A spokesman said: 'The results of the 2004 research are not so grim, but the trend is still relentlessly downward. It shows 24% of employers are looking to reduce fleet sizes, with 4% looking to get rid of them altogether.'

An increasing number of companies are opting for car ownership schemes as an alternative to providing company cars, the research claims.

Employee Benefit's Fleet Research 2004 polled 225 companies and found 14 companies had plans to launch employee car ownership schemes this year.

Groups such as the BBC, John Lewis and the Prudential currently offer employees the opportunity to lease new cars and David Rowley, editor of the Employee Benefits research, believes more companies will look at these groups as an example. He said: 'It seems likely that the reason more employers have not already signed up for such schemes is that many were initially nervous of the tax danger.

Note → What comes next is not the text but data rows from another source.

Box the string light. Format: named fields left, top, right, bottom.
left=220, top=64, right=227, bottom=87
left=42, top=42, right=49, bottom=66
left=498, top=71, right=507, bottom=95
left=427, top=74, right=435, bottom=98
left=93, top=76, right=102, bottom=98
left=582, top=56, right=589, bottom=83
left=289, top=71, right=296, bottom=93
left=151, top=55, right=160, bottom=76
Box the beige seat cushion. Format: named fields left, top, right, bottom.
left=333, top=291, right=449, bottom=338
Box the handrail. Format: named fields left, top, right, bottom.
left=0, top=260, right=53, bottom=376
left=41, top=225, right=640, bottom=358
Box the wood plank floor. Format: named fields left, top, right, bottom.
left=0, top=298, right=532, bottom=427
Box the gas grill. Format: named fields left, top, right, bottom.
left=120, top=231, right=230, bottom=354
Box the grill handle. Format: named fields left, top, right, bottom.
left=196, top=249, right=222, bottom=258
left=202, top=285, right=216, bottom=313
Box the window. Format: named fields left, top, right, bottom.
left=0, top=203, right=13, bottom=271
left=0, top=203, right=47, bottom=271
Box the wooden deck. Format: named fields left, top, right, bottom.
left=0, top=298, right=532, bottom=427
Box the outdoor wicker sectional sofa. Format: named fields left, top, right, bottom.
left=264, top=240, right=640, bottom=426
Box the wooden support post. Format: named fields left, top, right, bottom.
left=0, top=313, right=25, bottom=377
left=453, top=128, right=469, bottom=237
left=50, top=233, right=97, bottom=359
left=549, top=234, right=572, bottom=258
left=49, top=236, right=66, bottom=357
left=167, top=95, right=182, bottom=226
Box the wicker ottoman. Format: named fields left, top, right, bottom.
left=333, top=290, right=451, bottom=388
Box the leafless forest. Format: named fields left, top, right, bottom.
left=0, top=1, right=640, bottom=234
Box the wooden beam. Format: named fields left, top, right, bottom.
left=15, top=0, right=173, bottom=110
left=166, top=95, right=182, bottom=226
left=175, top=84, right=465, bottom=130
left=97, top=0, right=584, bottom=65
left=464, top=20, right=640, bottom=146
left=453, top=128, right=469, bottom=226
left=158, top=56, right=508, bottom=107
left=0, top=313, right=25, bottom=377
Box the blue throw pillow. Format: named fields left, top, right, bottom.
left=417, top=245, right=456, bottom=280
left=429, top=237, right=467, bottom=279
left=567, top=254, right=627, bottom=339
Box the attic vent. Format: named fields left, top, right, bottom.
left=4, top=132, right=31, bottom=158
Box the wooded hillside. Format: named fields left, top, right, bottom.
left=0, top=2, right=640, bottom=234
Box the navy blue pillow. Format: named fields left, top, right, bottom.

'They have been waiting to see how early pioneers such as the BBC and the Prudential got on before launching schemes themselves.'

Under such schemes the vehicle is not classed as a company car for tax purposes but Employee Benefits believes the growth of car ownership plans will be restricted to big companies due to their purchasing power.

As reported on Fleet NewsNet last week, Northcliffe Newspapers is launching an employee car ownership plan this month. Its NNGDrive scheme has been designed and administered by multi-marque leasing company Alphabet and offers employees a car from £149 a month.